А папа им был обязан жизнью. В  августе 1943 года в районе  Красного Бора опять отодвигали линию фронта.  В том бою отца тяжело  ранило, и он остался  лежать  на поле боя. Пока идет бой, солдаты  не могут  вернуться,  и  там он пролежал целый день, истекая кровью.  А когда пришли за ним,  он понял,  что солдаты по – русски ничего не понимают.  «Твоя-моя не понимает». Но все – таки эти узбеки вынесли его с поля боя. В госпитале  ему ампутировали правую руку очень высоко, даже часть лопатки  удалили. Но жизнь спасли.  Поэтому они с этим Юсупом Джуносовым всю  жизнь продолжали переписку, они и умерли в один год. Отец у меня умер в апреле 1973 года, а Джунусов –   в сентябре 1973 года. У них  там был колхоз после войны. Я помню, что  он лет 12-ть  еще ездил к нам, сухофрукты привозил. Мама перебирала изюм и продавала к Пасхе своим знакомым дешевле, чем на рынке и в магазине.

 

У меня родственники жили в Ташкенте. Многочисленное семейство маминого брата. Мой двоюродный дед не вернулся из  эвакуации, там всей семьей  остались. И они говорили,  что хорошо их там приняли. В войну,  что было в Ленинграде и там, не сравнить.

Мои родители были знакомы давно,  еще до войны. И вместе они жили  где- то с 1938 года, но брак не регистрировали:  мама была старше отца на 8 лет. Ей некогда было заниматься своей личной жизнью, потому что ей надо  было помогать матери поставить на ноги младших детей. В 1924 году умер мамин отец, и ее отправили на заработки. Мама была третьим ребенком в семье, а после нее еще шестеро детей  осталось. Ей было тогда 18 лет. На Петроградской стороне мама снимала жилье,  а потом получила комнату. И там  познакомилась на танцах с отцом  в  ГосНарДоме.   Тогда это  был в кинотеатр  «Великан».  Теперь  в этом здании размещается Мюзик- холл. А раньше  это был  Государственный народный дом. Я думаю, что еще в царское время  это  здание  построили для  каких – то  важных мероприятий.

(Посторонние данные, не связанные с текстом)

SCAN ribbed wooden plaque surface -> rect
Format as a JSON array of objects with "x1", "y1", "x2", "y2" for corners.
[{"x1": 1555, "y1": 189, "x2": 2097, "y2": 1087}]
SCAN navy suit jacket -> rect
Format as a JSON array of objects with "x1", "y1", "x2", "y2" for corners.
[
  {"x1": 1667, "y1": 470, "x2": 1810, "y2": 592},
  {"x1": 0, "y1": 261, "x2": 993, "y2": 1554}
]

В 1941 отец ушел на фронт и часто писал маме письма,  у меня где- то есть  его письма к  маме: он  её нежно называл Муся. Он был сентиментальным человеком,  а мама была с твердым характером. Плакала она  только  тогда, когда никто не видел, жизнь заставила, не до слез было.

Мама мне как- то сказала: «Если бы не война, я бы,  наверное,  не рискнула родить ребенка». Ей было уже под 40 лет, 38 с хорошим хвостиком, когда она меня родила.

Ну, во- первых,  она ни о ком из родных  ничего не знала, все были неизвестно где. Единственного,  кого  из  братьев она видела,  дядю Васю,  который здесь был после ранения. С Волховского фронта его как-то перебросили. Ни про свою  маму, ни про многочисленных сестер и братьев  она ничего не знала. В Ленинграде  она  одна жила.  Она вообще была счетный работник –  окончила бухгалтерские курсы, работала в общепите. Сначала работала в  Инженерном  замке – там долгое время размещалось военное училище. Там она много лет проработала, а перед самой войной   перешла на фабрику  «Красное знамя»  и была   бухгалтером   в  столовой.

Потом ее на какие-то военные курсы отправили.  Она же у нас была  ворошиловский стрелок. Мама до войны  в течение  8 лет выезжала на военные сборы с военным училищем.  Там  курсы были, где специальный человек занимался с гражданскими вольнонаемными  служащими военным делом.Но мама и до этого , действительно, хорошо стреляла. Её отец  был егерем в Шапках еще  до  Первой мировой, он  и научил ее стрелять.

Ну вот. В войну стояла зенитная батарея около Буддийского храма,  и она там служила в НПВО. Там в основном служили  только женщины и девушки. Она  их называла девочками,  так как по возрасту была старше их всех.

фото12
Дядя Киселевой – танкист Кузнецов Александр Яковлевич в центре. 01.02. 45. На обороте надпись, зачеркнутая военной цензурой, с трудом можно разобрать: «Гороховецкие лагеря»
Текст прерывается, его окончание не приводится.